An organization distributes a request for proposal when it's thinking about making a vendor switch or substantially upgrading an existing system. We invited several companies to respond to an RFP specifying a new network architecture for TacDoh, a fictional, fast-growing purveyor of deep-fried desserts. In its RFP, TacDoh aimed to simplify management, unify its architecture, incorporate voice over IP, and add security features.
Wowing potential customers is important to vendors responding to RFPs because incoming vendors have a hard time supplanting incumbents.
That incumbent vendor is most likely Cisco: The company dominates in the access, distribution, and core switching layers as well as the data center. Interestingly, for all the complaining we hear about Cisco from peers, IT administrators, and CIOs, in a recent InformationWeek Research survey of 295 technology pros, 76% of respondents say they'd prefer to purchase Cisco gear, followed by Hewlett-Packard ProCurve at 22%, then everyone else.
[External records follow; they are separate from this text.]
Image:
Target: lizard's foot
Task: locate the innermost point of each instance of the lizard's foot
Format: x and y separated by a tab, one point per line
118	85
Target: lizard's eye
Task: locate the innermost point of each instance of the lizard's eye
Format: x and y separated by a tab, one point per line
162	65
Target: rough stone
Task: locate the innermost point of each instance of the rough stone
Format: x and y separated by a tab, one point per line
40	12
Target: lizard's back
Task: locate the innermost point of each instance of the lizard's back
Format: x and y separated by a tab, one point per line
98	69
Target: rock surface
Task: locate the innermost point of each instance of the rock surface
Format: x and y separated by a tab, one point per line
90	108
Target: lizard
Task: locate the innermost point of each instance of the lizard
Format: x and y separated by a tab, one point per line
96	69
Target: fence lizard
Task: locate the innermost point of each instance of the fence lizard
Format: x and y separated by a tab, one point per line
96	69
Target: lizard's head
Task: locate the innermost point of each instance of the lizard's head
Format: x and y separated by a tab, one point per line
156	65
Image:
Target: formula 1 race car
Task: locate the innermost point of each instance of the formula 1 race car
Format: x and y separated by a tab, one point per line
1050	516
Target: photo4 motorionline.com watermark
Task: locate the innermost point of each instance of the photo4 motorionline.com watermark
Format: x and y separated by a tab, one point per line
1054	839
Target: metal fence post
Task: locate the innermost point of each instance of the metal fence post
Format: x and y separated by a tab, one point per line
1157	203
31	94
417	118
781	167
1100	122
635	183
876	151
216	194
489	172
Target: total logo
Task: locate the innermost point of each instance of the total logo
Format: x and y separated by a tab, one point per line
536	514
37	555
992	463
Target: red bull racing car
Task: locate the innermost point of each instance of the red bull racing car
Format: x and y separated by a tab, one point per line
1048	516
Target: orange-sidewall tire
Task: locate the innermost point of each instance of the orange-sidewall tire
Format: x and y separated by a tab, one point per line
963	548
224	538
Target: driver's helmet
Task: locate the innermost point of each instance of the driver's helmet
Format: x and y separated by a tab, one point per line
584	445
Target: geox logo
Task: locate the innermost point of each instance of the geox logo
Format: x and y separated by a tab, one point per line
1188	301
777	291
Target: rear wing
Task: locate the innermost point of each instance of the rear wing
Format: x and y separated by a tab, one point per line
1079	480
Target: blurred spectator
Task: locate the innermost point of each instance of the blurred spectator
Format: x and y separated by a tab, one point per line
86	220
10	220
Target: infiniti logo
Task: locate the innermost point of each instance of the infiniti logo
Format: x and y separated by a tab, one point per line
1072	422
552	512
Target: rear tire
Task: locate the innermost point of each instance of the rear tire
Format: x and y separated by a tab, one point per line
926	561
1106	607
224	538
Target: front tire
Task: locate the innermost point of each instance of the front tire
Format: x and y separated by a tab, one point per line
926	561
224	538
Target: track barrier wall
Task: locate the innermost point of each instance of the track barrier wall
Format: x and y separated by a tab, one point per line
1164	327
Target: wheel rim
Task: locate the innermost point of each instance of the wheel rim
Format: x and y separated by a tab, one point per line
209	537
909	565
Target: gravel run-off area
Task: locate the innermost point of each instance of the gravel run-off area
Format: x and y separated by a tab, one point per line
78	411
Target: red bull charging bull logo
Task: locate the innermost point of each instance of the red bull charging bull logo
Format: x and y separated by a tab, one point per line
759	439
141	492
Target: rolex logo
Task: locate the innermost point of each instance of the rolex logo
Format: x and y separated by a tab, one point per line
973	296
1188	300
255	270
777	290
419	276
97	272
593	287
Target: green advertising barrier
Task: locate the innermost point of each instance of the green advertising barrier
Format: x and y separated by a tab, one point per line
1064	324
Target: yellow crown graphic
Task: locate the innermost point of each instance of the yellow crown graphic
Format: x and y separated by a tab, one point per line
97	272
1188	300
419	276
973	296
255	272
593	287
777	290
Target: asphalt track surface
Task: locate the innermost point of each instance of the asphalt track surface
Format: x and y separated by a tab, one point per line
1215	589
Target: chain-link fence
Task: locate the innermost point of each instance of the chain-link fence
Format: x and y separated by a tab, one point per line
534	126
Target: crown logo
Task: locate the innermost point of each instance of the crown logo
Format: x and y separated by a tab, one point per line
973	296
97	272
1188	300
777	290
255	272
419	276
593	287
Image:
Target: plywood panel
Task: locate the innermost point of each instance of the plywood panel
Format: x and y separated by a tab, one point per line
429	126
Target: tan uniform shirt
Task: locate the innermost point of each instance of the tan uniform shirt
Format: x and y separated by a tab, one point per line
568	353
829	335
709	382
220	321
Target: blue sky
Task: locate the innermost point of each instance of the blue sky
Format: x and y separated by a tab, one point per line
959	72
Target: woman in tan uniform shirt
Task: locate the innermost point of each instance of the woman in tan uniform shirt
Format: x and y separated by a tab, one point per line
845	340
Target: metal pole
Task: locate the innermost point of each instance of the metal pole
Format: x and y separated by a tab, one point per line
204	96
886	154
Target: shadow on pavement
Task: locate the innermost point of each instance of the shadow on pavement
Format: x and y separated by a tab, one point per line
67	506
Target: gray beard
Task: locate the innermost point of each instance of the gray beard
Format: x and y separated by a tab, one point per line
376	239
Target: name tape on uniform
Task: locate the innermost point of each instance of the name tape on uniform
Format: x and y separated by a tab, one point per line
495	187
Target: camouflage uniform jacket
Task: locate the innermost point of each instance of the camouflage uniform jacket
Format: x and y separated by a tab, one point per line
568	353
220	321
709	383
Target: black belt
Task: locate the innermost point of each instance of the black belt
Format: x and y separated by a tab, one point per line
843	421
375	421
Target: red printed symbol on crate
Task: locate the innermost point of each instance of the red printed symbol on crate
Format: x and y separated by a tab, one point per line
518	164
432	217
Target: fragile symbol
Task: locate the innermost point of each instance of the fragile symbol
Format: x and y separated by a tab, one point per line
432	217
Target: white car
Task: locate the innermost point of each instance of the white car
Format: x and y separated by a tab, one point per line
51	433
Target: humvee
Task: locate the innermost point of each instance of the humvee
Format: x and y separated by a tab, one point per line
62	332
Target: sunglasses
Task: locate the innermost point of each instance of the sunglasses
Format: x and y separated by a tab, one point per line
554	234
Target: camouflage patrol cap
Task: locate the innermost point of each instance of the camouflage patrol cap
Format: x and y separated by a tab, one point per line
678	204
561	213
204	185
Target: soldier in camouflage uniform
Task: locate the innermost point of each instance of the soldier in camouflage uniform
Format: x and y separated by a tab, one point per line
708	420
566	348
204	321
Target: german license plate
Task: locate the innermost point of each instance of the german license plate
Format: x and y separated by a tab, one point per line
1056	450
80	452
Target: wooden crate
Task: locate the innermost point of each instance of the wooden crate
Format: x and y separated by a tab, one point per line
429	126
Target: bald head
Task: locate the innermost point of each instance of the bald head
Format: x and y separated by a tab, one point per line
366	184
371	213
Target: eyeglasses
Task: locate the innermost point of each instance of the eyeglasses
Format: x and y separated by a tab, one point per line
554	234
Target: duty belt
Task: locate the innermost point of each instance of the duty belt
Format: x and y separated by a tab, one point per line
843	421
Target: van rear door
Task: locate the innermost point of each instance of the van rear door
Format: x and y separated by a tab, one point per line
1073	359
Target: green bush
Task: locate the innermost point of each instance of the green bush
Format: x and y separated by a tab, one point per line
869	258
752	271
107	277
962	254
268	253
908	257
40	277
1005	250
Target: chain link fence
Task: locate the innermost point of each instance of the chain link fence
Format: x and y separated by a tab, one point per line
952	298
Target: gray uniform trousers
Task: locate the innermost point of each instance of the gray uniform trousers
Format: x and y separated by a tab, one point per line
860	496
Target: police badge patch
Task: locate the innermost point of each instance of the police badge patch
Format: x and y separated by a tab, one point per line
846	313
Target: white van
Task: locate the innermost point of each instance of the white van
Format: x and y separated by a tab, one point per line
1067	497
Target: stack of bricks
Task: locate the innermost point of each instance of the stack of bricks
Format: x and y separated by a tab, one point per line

We didn't position this RFP-based Rolling Review as "anyone but Cisco," but Cisco declined to participate, citing resource issues. We received responses from five other vendors: Alcatel-Lucent, Extreme Networks, Foundry Networks, HP ProCurve, and 3Com.
Alcatel-Lucent, HP ProCurve, and 3Com all made our short list because their proposed network designs hit all of our requirements, with resilience and advanced features to support TacDoh's VoIP and security initiatives.
But that doesn't mean Foundry and Extreme were second-rate: Foundry presented a strong set of products for data center computing, and its recently announced acquisition by Brocade should boost its position in the market. We like some of the advanced features Extreme offered, such as event scripting. But Extreme is a pure-play switch vendor, and its limited product line puts it at a disadvantage and made it a poor choice for TacDoh.